Хотя, кроме Иисуса, все другие имена, названные г-ном Друэ, были мне неизвестны, представляя собой лишь скопления букв, произносимых по-разному, и ничего не пробуждали в моей памяти, я припомнил — правда, они были лишены для меня смысла — три первых: Прометей, Гомер и Сократ. Кто были эти трое, чьи имена пережили века, дойдя и до нас? Как сказал г-н Друэ, объяснение всему я найду в словаре.

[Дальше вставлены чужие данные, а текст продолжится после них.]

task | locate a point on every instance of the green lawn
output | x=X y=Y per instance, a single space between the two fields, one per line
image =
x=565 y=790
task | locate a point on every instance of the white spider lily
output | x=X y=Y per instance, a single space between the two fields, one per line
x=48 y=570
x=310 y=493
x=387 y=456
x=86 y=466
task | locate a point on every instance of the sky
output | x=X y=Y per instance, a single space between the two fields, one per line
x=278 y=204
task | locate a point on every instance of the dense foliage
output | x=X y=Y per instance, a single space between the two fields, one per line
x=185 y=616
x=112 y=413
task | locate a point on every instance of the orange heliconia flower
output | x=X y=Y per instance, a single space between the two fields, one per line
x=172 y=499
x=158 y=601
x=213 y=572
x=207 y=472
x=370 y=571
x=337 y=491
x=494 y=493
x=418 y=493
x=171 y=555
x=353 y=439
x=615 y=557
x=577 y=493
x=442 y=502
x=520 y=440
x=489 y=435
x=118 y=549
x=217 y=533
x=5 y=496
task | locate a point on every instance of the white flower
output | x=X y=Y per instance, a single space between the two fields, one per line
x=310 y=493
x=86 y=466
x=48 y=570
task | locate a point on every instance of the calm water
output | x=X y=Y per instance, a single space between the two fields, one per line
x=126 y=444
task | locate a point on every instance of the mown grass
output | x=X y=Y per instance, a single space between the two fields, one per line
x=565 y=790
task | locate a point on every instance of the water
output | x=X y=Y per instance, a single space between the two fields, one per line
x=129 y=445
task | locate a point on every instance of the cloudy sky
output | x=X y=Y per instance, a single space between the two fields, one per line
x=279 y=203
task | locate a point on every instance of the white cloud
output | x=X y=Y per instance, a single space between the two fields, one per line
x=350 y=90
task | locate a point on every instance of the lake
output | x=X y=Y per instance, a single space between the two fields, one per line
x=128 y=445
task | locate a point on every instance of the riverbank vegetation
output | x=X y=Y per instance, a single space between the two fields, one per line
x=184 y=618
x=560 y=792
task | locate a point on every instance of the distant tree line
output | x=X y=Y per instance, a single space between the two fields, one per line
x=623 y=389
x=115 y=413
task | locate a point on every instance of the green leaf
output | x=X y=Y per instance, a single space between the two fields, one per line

Зачем мне долго ждать, а не спросить об этом у того моего ученого и любезного «попутчика», кого я держал под мышкой и кто в любой час дня и ночи готов мне на все дать ответ?
По-прежнему держа шапку в руке, я перешел на другую сторону дороги и присел на тыльной стороне кювета, напротив распятия; положив книгу на колени, я раскрыл ее.
То, что я делал, было больше нежели обычная молитва, в этом жило какое-то душевное поклонение, которое, как мне казалось, более угодно Богу, чем слова, сказанные на любом из известных людям языков. Действительно, я сейчас попытаюсь проникнуть в одну из тайн его неисчерпаемой доброты — в тайну Самопожертвования!
Я отыскал имя «Прометей».
Через час я прочел статьи о десяти или двенадцати людях, чьи имена назвал г-н Друэ. Полной ясности в моем уме не возникло — до этого было еще далеко, но, по крайней мере, полоска света прорезала для меня тьму прошлого, от сотворения мира до наших дней и дуга огромной радуги перекинулась от одного горизонта к другому.
Эти люди еще не представляли собой всей истории, но тем не менее они были вехами, дающими возможность позднее познать ее. С этой минуты я в самом деле был уверен, что постигну историю, ибо я хотел этого и, даже будучи совершено неопытным в жизни, уже ощущал, что хотеть — значит мочь.
Я встал с края кювета, где сидел, вложив в сокровищницу своих знаний четырнадцать имен, еще утром неведомых мне; они, подобно новым звездам, засияли на небе, озаряя мою ночь.
Я подошел к распятию; мне показалось, что в этом лице, созданном волшебной кистью Леонардо да Винчи, но грубо скопированном каким-то безвестным художником, робким, как я, что в этом исхудалом теле с оцепеневшими от боли мускулами я все-таки нахожу небесное спокойствие Спасителя мира, Искупителя человечества; мне казалось, что эти губы, разверстые последним вздохом агонии, остаются открытыми, чтобы во веки веков повторять не только отдельным людям, но и целым народам слово «Надежда», и что кровавые капли, стекающие по его челу из-под тернового венца, были символической росой, которая на протяжении столетий орошала землю Франции, где, по словам г-на Жана Батиста, со дня на день должна была расцвести свобода.
Я перешел дорогу и поцеловал ступни распятого, прошептав:
— Кланяюсь тебе, царь Самопожертвования!
Я пошел дальше: перемена, произошедшая в моем уме, казалось, распространилась на всю природу. Не в первый раз я вглядывался в природу, но впервые по-настоящему ее увидел.
В нашей центральной Франции мало найдется пейзажей, столь же прекрасных, как тот, что открывается взгляду, когда подходишь к Аргоннскому лесу. Спуск в долину волшебно-красив; дорога внезапно и совершенно неожиданно ныряет вниз, и кажется, будто ты паришь над океаном зелени.